Turkish heading for ‘soft landing’ After a journey involving some severe currency turbulence, Turkey’s economy is about to make a soft landing, says the man charged with piloting the economy. 

Finance Minister Berat Albayrak said the economy’s perceived slowdown is in line with the government’s plan to change to “quality-based growth”, after the lira’s downward slide slowed years of rapid growth. The economy is expected to bounce back this year, meeting the growth target of 2.3 percent, Albayrak, who is President Recep Tayyip Erdogan’s son in law, said during an interview with Bloomberg Television. 

However, the economy would continue to slow down before it improved, he added. “There has to be some slowing down,” he said. “This is a soft-landing strategy.” Others are doubtful that Turkey’s economy, the largest in the region, will get off so lightly. With industrial production in decline and consumer confidence waning, some are warning that the lira’s losses will shrink the economy during the first half of 2019. 

Istanbul

Bloomberg forecasts show that Turkey’s economy will shrink for three quarters in a row this year. Numbers also highlight that gross domestic product grew at its slowest pace in three years between July and September. 

As a result of these figures, Turkey’s policy makers and powers-that-be are trying to steer through choppy waters.

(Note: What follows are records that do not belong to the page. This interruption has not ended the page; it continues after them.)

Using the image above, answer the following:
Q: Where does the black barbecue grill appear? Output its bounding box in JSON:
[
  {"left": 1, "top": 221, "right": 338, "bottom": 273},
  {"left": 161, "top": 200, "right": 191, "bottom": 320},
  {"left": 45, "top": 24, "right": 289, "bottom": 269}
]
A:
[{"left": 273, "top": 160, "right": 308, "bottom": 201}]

They’re calling this period a “balancing” period, after the lira’s crash stymied bank lending last year. In response the Turkish government has channelled stimulus into its economy to invest in Turkey's sectors like manufacturing from experiencing a contraction.

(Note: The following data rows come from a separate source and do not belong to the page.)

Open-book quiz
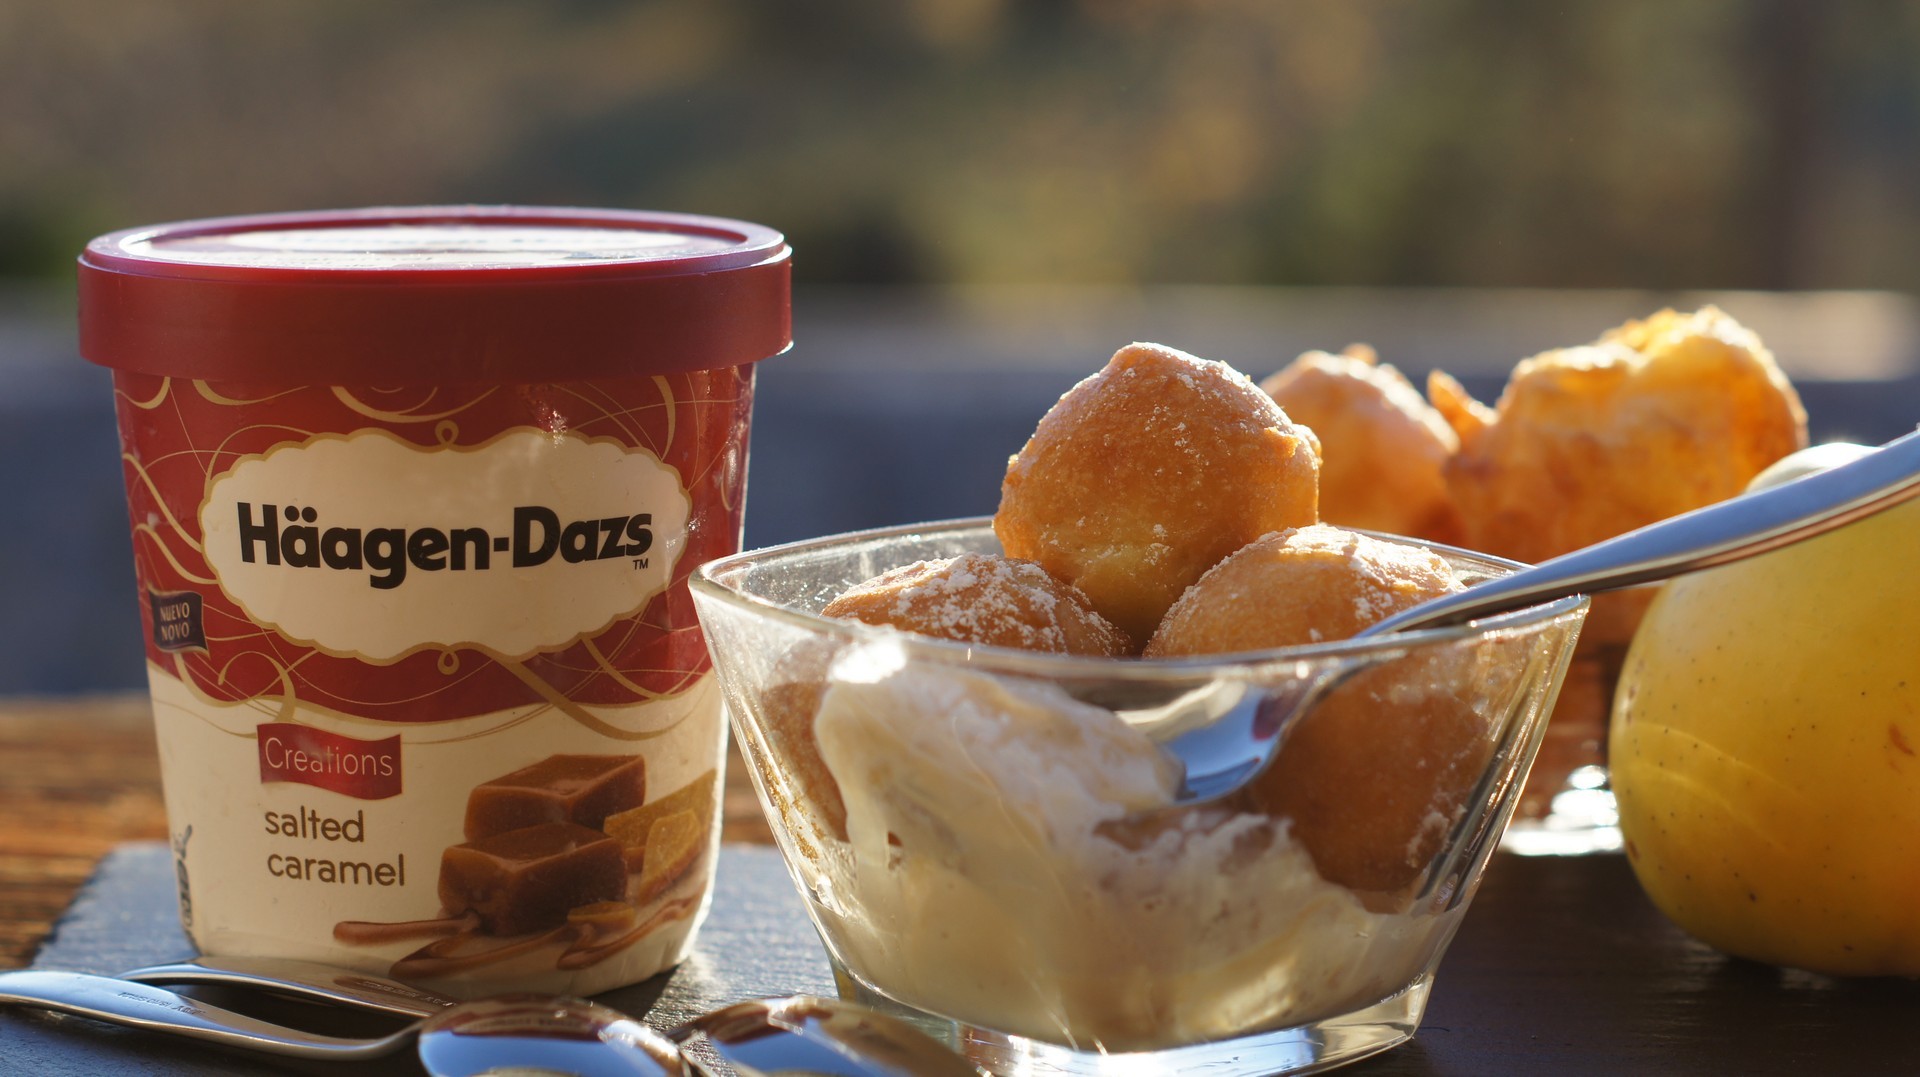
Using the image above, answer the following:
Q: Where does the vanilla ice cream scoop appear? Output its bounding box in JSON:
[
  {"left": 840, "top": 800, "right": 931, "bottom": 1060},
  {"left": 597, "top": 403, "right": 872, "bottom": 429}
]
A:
[{"left": 803, "top": 638, "right": 1457, "bottom": 1051}]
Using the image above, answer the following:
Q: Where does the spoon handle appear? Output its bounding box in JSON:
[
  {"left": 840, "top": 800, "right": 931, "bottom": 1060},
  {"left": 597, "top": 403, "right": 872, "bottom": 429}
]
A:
[
  {"left": 1365, "top": 426, "right": 1920, "bottom": 637},
  {"left": 0, "top": 969, "right": 412, "bottom": 1060},
  {"left": 123, "top": 956, "right": 457, "bottom": 1019}
]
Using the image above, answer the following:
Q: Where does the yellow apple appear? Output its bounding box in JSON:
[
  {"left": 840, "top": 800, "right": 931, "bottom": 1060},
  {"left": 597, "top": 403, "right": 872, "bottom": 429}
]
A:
[{"left": 1610, "top": 442, "right": 1920, "bottom": 976}]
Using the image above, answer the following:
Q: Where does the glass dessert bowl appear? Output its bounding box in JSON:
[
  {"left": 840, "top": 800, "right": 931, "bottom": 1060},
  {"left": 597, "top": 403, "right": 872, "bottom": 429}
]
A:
[{"left": 691, "top": 518, "right": 1586, "bottom": 1077}]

In September, Albayrak unveiled a three-year economic plan, a cautious timetable for Turkey’s future. The minister’s growth target for 2019 is only a third of the pace that was set in 2017. 

Last year’s drop in currency value, which saw the lira lose more than 25 percent of its value in August, was due to “economic warfare” from countries like the United States, Albayrak said. Whatever the cause, the drop pushed inflation to more than 20 percent, 15 points above its official target. It also impacted domestic demand, which is driving the economy. 

In response, the Turkish central bank was forced to raise interest rates to the highest level in 10 years in September, against the direct policy of Erdogan, who favours keeping interest rates low. The currency has rallied, and Erdogan has been quiet in recent weeks about his former stance. 

“The central bank is doing its job very well in the last couple of months and they have proved how independent and how strong they are,” Albayrak said. Turkey’s economic policies are also strong, he added. 

“Monetary and fiscal policy alignment is the best in decades. You can only fight against inflation with both fiscal and monetary policies.” The minister has repeated his promise to curb public spending in an effort to tackle inflation.